1.Procesverloop in cassatie

De beroepen zijn ingesteld door de verdachte en het openbaar ministerie. Het openbaar ministerie heeft bij schriftuur een cassatiemiddel voorgesteld. De schriftuur is aan dit arrest gehecht en maakt daarvan deel uit.
De raadsman van de verdachte, S.F.W. van 't Hullenaar, advocaat in Arnhem, heeft het beroep van het openbaar ministerie tegengesproken.
De advocaat-generaal D.J.M.W. Paridaens heeft geconcludeerd tot verwerping van het beroep.

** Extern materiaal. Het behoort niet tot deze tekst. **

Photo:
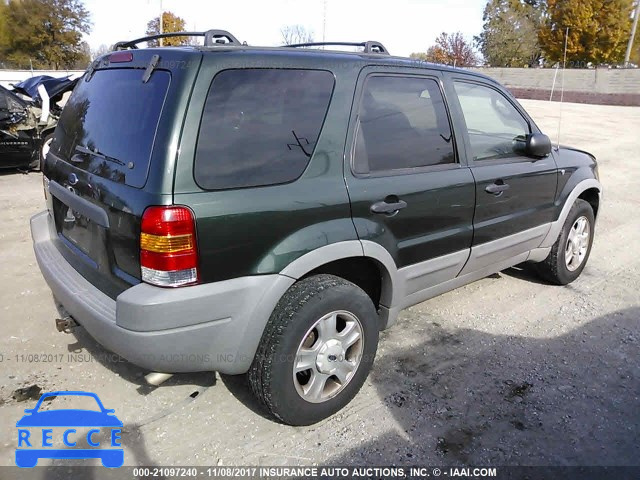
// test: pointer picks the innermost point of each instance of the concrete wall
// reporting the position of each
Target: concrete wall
(14, 76)
(603, 86)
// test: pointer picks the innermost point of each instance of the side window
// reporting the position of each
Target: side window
(260, 126)
(403, 123)
(496, 129)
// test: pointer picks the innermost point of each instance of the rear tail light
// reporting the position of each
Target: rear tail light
(168, 247)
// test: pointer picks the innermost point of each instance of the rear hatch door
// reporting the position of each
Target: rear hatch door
(112, 156)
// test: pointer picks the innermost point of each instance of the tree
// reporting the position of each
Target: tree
(293, 34)
(101, 50)
(45, 33)
(4, 37)
(170, 23)
(598, 30)
(449, 49)
(509, 35)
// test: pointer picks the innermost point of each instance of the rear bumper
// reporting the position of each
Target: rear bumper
(211, 327)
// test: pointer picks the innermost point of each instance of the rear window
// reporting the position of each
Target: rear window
(109, 124)
(260, 126)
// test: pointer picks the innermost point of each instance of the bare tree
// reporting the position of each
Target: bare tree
(293, 34)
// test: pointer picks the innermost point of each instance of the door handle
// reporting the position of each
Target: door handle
(497, 188)
(388, 207)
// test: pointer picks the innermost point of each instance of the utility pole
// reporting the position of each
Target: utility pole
(161, 23)
(633, 34)
(324, 21)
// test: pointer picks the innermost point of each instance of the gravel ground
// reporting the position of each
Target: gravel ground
(506, 371)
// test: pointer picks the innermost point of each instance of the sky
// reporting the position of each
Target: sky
(403, 26)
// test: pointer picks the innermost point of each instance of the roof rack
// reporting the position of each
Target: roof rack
(370, 46)
(211, 38)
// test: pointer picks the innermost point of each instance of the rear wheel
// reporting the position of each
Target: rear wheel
(316, 351)
(570, 253)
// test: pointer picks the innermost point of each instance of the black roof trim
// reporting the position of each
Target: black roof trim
(211, 39)
(370, 46)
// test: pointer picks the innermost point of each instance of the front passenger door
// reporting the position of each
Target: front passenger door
(514, 192)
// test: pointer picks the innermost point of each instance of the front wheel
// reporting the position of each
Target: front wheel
(570, 253)
(316, 351)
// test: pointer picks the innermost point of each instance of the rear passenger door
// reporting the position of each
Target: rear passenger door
(409, 192)
(514, 192)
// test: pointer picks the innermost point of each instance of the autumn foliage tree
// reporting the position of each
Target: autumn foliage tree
(44, 33)
(449, 49)
(598, 30)
(509, 36)
(171, 23)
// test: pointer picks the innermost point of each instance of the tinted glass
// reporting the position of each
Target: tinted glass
(260, 127)
(496, 129)
(115, 116)
(403, 123)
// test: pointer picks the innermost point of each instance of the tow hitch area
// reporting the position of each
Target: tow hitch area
(66, 324)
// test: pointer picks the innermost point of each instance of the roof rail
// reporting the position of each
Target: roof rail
(369, 46)
(211, 38)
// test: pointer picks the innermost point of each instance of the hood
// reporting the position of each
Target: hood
(55, 87)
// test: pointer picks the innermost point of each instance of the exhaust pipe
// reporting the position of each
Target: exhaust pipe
(66, 324)
(156, 378)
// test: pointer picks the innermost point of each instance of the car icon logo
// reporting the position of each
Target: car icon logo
(34, 444)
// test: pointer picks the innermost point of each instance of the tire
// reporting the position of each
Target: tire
(298, 334)
(555, 268)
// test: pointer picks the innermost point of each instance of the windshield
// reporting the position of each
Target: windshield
(109, 124)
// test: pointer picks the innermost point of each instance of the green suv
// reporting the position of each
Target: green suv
(267, 211)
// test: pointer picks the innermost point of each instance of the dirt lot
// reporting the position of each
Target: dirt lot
(506, 371)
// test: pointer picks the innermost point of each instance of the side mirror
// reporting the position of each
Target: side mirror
(538, 145)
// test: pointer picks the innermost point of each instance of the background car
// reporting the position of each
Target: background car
(27, 120)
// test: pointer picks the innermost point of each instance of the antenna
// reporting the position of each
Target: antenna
(564, 66)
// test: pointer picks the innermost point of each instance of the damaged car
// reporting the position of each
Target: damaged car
(29, 113)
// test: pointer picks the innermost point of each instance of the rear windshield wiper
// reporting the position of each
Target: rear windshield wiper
(96, 153)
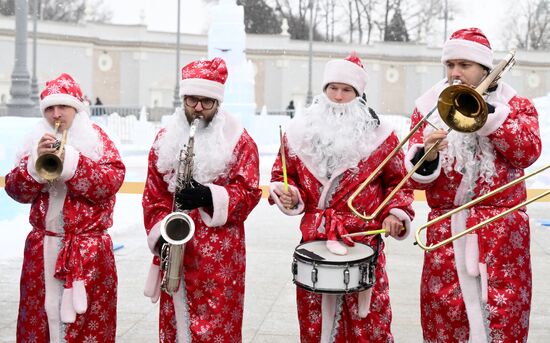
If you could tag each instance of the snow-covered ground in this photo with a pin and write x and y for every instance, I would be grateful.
(134, 137)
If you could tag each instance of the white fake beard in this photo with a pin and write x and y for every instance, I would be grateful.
(335, 135)
(465, 151)
(81, 135)
(212, 154)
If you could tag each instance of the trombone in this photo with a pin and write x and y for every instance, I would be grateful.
(49, 166)
(474, 202)
(461, 107)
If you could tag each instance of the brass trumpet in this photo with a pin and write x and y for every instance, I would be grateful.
(49, 166)
(461, 107)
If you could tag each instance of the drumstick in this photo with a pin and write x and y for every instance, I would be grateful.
(285, 179)
(366, 233)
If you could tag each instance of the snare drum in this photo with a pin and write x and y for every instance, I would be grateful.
(318, 270)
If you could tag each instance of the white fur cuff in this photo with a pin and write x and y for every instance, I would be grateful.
(220, 207)
(417, 177)
(70, 163)
(279, 186)
(31, 166)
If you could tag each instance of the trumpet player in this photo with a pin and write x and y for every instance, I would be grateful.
(68, 279)
(222, 190)
(477, 289)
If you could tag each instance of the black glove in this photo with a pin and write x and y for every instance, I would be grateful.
(197, 195)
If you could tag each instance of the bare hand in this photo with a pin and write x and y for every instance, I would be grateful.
(392, 225)
(288, 199)
(431, 140)
(46, 144)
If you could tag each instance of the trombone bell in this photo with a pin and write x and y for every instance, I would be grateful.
(462, 108)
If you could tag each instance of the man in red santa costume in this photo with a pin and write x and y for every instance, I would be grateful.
(477, 289)
(208, 305)
(68, 290)
(330, 150)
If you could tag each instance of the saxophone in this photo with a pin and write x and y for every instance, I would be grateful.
(177, 228)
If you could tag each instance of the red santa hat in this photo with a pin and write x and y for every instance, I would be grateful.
(468, 44)
(204, 78)
(62, 91)
(349, 71)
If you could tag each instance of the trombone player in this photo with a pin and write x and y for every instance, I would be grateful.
(68, 279)
(478, 288)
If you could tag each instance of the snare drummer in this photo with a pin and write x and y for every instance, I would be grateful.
(330, 149)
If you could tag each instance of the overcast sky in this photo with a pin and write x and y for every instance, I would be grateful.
(489, 15)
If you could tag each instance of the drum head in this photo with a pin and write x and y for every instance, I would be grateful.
(317, 251)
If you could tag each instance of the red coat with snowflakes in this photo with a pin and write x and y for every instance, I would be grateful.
(483, 277)
(322, 198)
(208, 306)
(68, 286)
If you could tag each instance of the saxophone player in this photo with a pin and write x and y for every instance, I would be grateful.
(223, 189)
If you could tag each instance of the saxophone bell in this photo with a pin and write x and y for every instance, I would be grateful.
(177, 228)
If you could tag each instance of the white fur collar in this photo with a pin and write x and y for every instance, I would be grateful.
(316, 135)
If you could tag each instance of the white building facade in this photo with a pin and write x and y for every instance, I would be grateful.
(127, 65)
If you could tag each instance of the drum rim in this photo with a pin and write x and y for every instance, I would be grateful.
(335, 263)
(333, 291)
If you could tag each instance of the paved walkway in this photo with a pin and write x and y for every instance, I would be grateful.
(270, 314)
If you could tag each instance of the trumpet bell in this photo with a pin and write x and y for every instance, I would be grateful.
(49, 166)
(462, 108)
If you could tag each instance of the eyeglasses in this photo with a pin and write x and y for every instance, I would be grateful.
(206, 103)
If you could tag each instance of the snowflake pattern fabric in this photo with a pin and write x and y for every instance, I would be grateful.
(214, 259)
(87, 212)
(503, 245)
(351, 327)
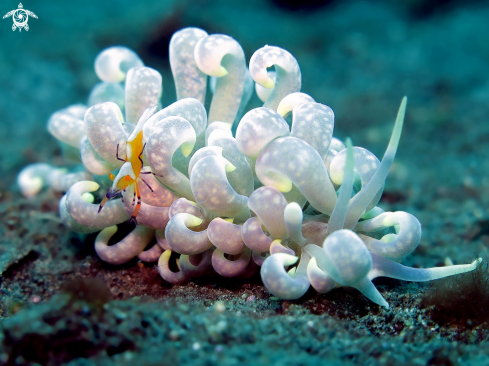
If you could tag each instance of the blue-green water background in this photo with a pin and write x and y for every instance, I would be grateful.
(358, 57)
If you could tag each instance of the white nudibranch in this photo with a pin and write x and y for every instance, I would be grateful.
(228, 191)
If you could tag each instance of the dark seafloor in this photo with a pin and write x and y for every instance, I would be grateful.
(359, 58)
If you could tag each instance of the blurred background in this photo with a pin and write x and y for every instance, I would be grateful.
(358, 57)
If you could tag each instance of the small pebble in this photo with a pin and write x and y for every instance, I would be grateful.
(35, 299)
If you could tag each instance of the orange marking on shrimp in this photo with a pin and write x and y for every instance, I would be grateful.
(134, 152)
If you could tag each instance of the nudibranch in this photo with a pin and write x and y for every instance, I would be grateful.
(231, 192)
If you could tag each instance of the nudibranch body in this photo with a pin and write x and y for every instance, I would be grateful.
(294, 203)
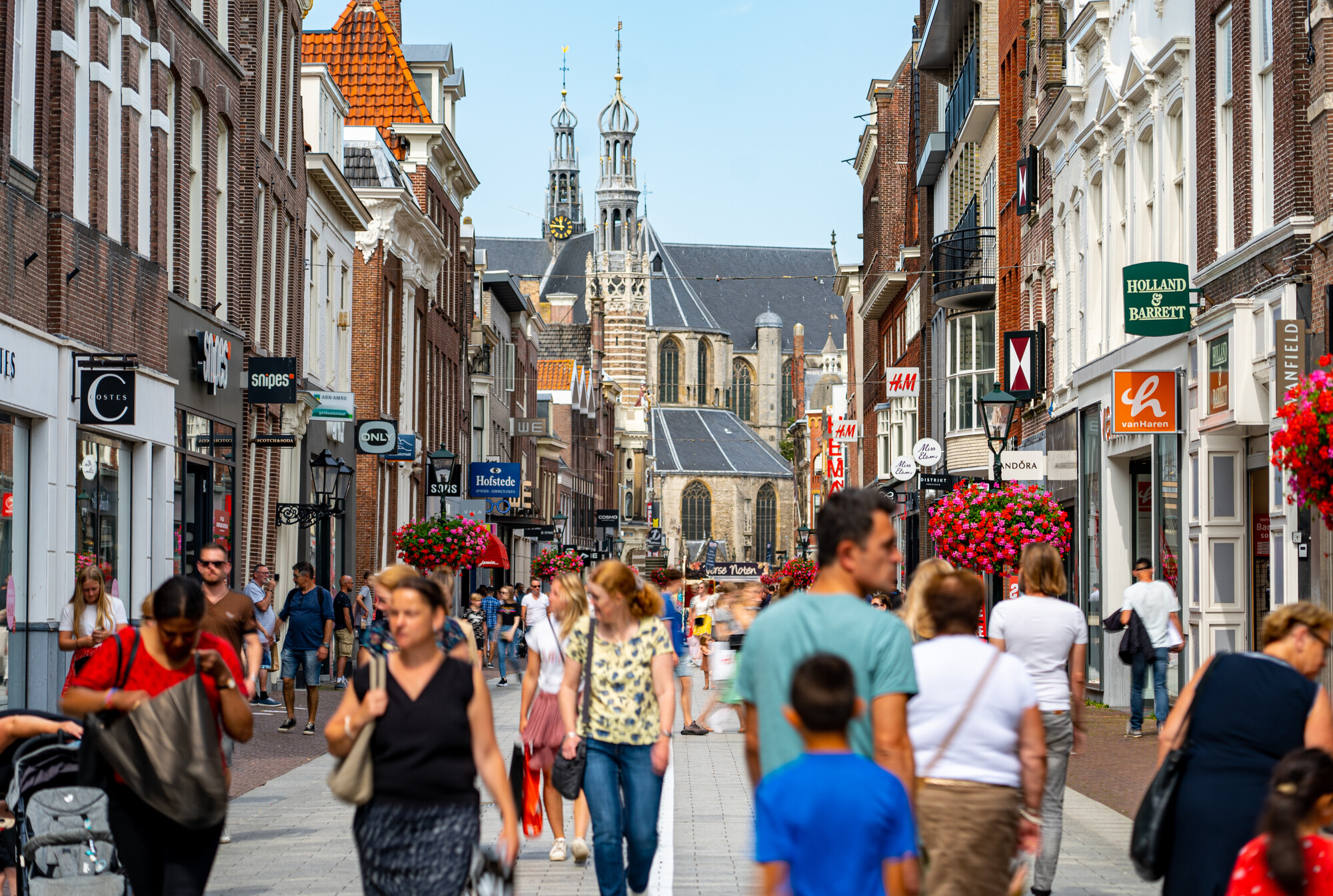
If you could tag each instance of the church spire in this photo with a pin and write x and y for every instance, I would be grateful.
(565, 198)
(618, 185)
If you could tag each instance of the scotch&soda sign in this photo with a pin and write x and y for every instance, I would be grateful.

2.Beoordeling van de ontvankelijkheid van het beroep van de verdachte

De wet bepaalt binnen welke termijn een advocaat namens de verdachte een schriftuur met cassatiemiddelen (klachten) bij de Hoge Raad moet indienen. Aan die verplichting is niet voldaan. Het gevolg daarvan is dat de Hoge Raad het beroep van de verdachte niet in behandeling kan nemen (zie artikel 437 lid 2 van het Wetboek van Strafvordering).
3.
Beoordeling van het cassatiemiddel dat door het openbaar ministerie is voorgesteld
De Hoge Raad heeft de klachten over de uitspraak van het hof beoordeeld. De uitkomst hiervan is dat deze klachten niet kunnen leiden tot vernietiging van die uitspraak. De Hoge Raad hoeft niet te motiveren waarom hij tot dit oordeel is gekomen. Bij de beoordeling van deze klachten is het namelijk niet nodig om antwoord te geven op vragen die van belang zijn voor de eenheid of de ontwikkeling van het recht (zie artikel 81 lid 1 van de Wet op de rechterlijke organisatie).

4.Beslissing

De Hoge Raad
- verklaart het beroep van de verdachte niet-ontvankelijk;
- verwerpt het beroep van het openbaar ministerie.
Dit arrest is gewezen door de vice-president M.J. Borgers als voorzitter, en de raadsheren M. Kuijer en T. Kooijmans, in bijzijn van de waarnemend griffier J.D.M. Hart, en uitgesproken ter openbare terechtzitting van
14 januari 2025.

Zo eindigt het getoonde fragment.